Sebuah analisis gabungan (pooled analysis) terbaru yang diterbitkan dalam British Journal of Sports Medicine membawa perspektif baru dalam manajemen klinis hipertensi. Studi ini menegaskan bahwa penggunaan alat ukur Ambulatory Blood Pressure Monitoring (ABPM) selama 24 jam membuktikan bahwa latihan kombinasi (aerobik + beban) serta latihan interval intensitas tinggi (HIIT) mampu menurunkan tekanan darah secara signifikan, baik di waktu siang maupun malam hari.
Metodologi dan Basis Data Penelitian:
- Sumber Data: Para peneliti meninjau ulang 31 uji klinis acak terkontrol (Randomized Controlled Trials) yang dipublikasikan antara November 2024 hingga Agustus 2025, melibatkan lebih dari 1.345 partisipan dengan 67 jenis intervensi olahraga berbeda selama minimal 4 minggu.

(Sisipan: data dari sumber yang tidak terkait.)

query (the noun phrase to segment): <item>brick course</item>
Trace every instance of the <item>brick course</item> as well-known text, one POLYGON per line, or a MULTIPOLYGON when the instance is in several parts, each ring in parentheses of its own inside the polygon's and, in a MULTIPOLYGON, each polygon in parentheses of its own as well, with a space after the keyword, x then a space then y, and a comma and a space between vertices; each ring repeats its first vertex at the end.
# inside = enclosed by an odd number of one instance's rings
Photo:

- Metode ABPM: Pengukuran menggunakan perekam tekanan darah otomatis 24 jam saat pasien beraktivitas dan tidur, yang dianggap oleh para profesional medis sebagai metode standar emas (gold standard) untuk diagnosis dan evaluasi hipertensi dibandingkan tensi manual di klinik.

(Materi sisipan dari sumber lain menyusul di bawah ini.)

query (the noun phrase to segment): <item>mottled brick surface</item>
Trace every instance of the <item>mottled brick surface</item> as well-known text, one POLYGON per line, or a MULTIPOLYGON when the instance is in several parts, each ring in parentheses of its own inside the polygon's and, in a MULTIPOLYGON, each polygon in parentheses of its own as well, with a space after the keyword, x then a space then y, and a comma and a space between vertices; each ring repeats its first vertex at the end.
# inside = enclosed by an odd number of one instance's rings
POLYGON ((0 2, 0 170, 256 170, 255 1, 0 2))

Komparasi Efektivitas Penurunan Tekanan Darah Berdasarkan Jenis Olahraga
Penelitian ini memetakan dampak fisiologis yang berbeda dari setiap modalitas olahraga terhadap tekanan darah sistolik (angka atas) dan diastolik (angka bawah).
| Jenis Latihan Olahraga | Rata-rata Penurunan Sistolik (Target <120 mm Hg) | Rata-rata Penurunan Diastolik (Target <80 mm Hg) |
|---|---|---|
| Latihan Kombinasi (Combined Training) |
Turun 6,18 mm Hg (Tertinggi) | Turun 3,94 mm Hg |
| HIIT (High Intensity Interval) |
Turun 5,71 mm Hg | Turun 4,64 mm Hg (Tertinggi) |
| Aerobik Kontinu (Jalan Cepat, Lari, Sepeda) |
Turun 4,73 mm Hg | Turun 2,76 mm Hg |
| Pilates | - | Turun 4,18 mm Hg |
"Latihan kombinasi sangat bermanfaat karena menyatukan mekanisme fisiologis dari latihan aerobik dan resistensi secara bersamaan. Sementara aerobik bekerja menurunkan resistensi pembuluh darah sistemik melalui vasodilatasi (pelebaran pembuluh darah) yang berkelanjutan, latihan beban bekerja menjaga kekuatan otot guna mencegah penurunan fungsi tubuh akibat penuaan," jelas Prof. Rodrigo Ferrari, PhD dari Federal University of Rio Grande do Sul, Brasil.
Analisis Fisiologis & Keunggulan Alternatif bagi Pasien
Hasil studi ini memberikan beberapa catatan klinis penting mengenai efisiensi waktu dan mekanisme adaptasi pembuluh darah:
- Solusi Keterbatasan Waktu lewat HIIT: Prof. Ferrari menyebut HIIT sebagai alternatif yang sangat realistis bagi individu yang sibuk, karena mampu memangkas tekanan sistolik dan diastolik 24 jam dengan durasi latihan yang jauh lebih pendek dibandingkan olahraga tradisional.
- Kelemahan Latihan Beban Murni: Latihan angkat beban murni berpotensi meningkatkan kekakuan arteri secara temporer karena tingginya tekanan sirkulasi saat mengangkat beban berat. Oleh karena itu, latihan beban harus diposisikan sebagai pelengkap, bukan lini pertama pengobatan hipertensi.
- Konsistensi dan Variasi: Untuk menghindari kebosanan dan meningkatkan kepatuhan pasien dalam jangka panjang, olahraga variatif seperti olahraga rekreasi (sepak bola, tenis pantai) atau pilates kini dapat direkomendasikan sebagai alternatif perluasan dari fondasi olahraga aerobik utama.